Learn about Europe after the collapse of the Roman Empire, from the spread of Christianity and the rise of Islam to the Vikings and the birth of Russia. Begin with a look at Europe in the late 400s when Rome was steadily declining and Germanic tribes came into power. Justinian is featured through the discussion of Byzantine. Detailed information on the Ostrogoths, Visigoths, Vandals, Lombards, and Anglo-Saxons follows, along with Charlemagne, or "Charles the Great," with the French. Of particular interest is the "Everyday Life" section and the rise of Islam. Malam includes a unique look at the Great Mosque at Cordoba where the 600 columns are shown from below the floor. With the birth of Russia in the 800s comes understanding of law, taxes, religion, and marriage, of "society in the first millennium." This look at early medieval times fits beautifully in the "History of the World" series, following the same style as the other books. The books in the series feature wide two-page spreads on each topic, laid out with vivid illustrations of both authentic pieces of work as well of maps and replicated items. There are also incredible diagrams that are labeled and often complete with captions to give more information. One of the most utile aspects of each page is a blackened sidebar with an overview of dates or other pertinent information. These are invaluable as a quick reference because the pages are rather busy, being so full of detail. Another really great feature can be found on the Contents/Introduction pages: a timeline that has a separate band for each group of peoples discussed in the set of years covered in the book. This serves as a great comparison for events happening simultaneously in each culture.

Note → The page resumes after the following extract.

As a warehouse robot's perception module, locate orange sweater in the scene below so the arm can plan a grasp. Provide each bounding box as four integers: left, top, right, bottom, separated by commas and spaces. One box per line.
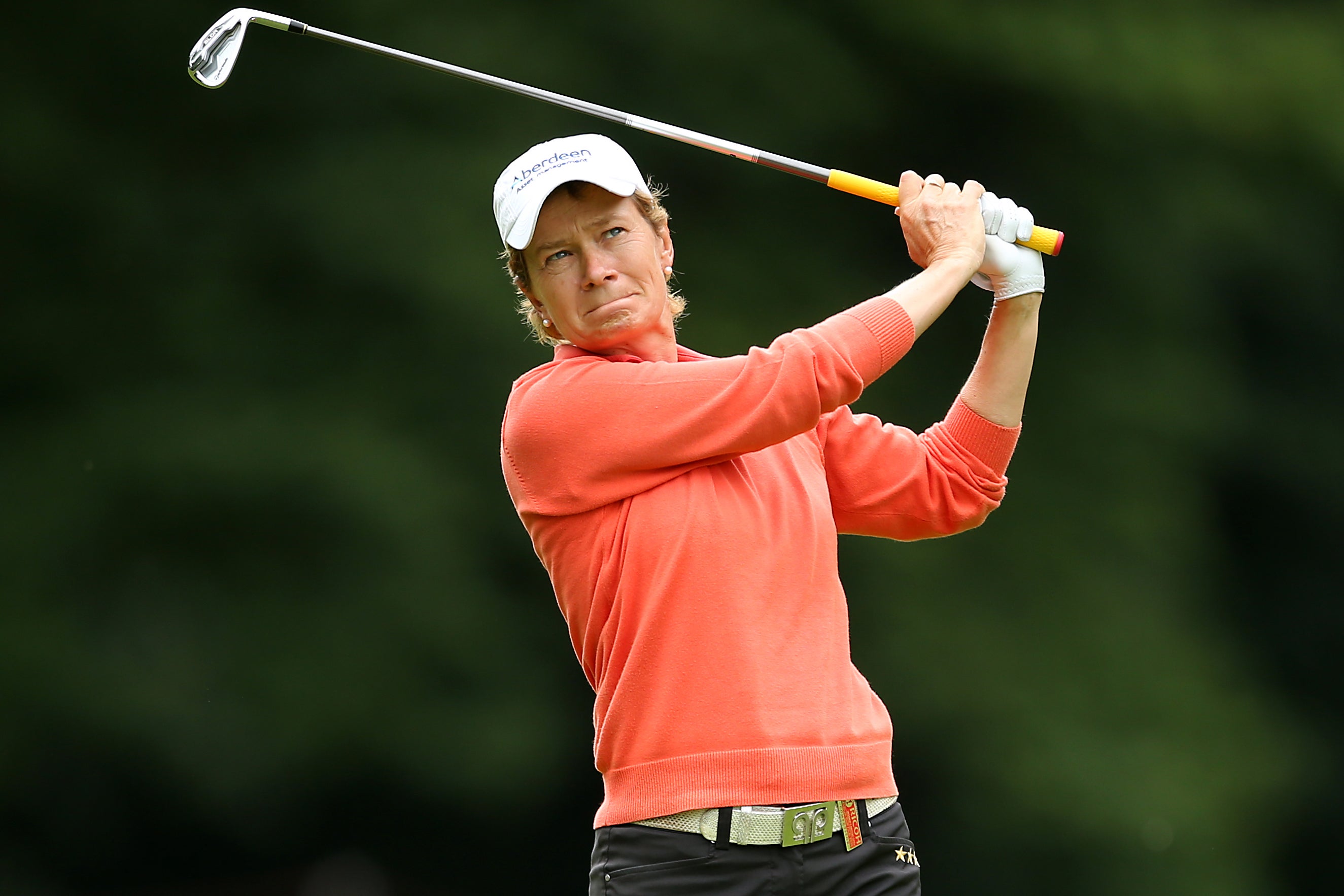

Reviewer: K. Meghan Robertson
School Library Journal
Gr 7-10–Similar in style to DK’s “Eyewitness Books,” this appealing series moves from prehistory through medieval Europe and onward to the global issues of today. Along the way, readers are introduced to many prevalent themes in the areas of religion, government, and economics, for example. Spreads discuss a subtopic each, such as the literature and arts of ancient Rome or Inca society and religion. Their effectiveness lies in the combination of lush illustrations, well-chosen, captioned photographs of contemporary artifacts, and reasoned, concise narratives. Succinct time lines border most pages, and effective introductions, the proper amount of white space, and clear dark print maintain organization and clarity. A superior choice.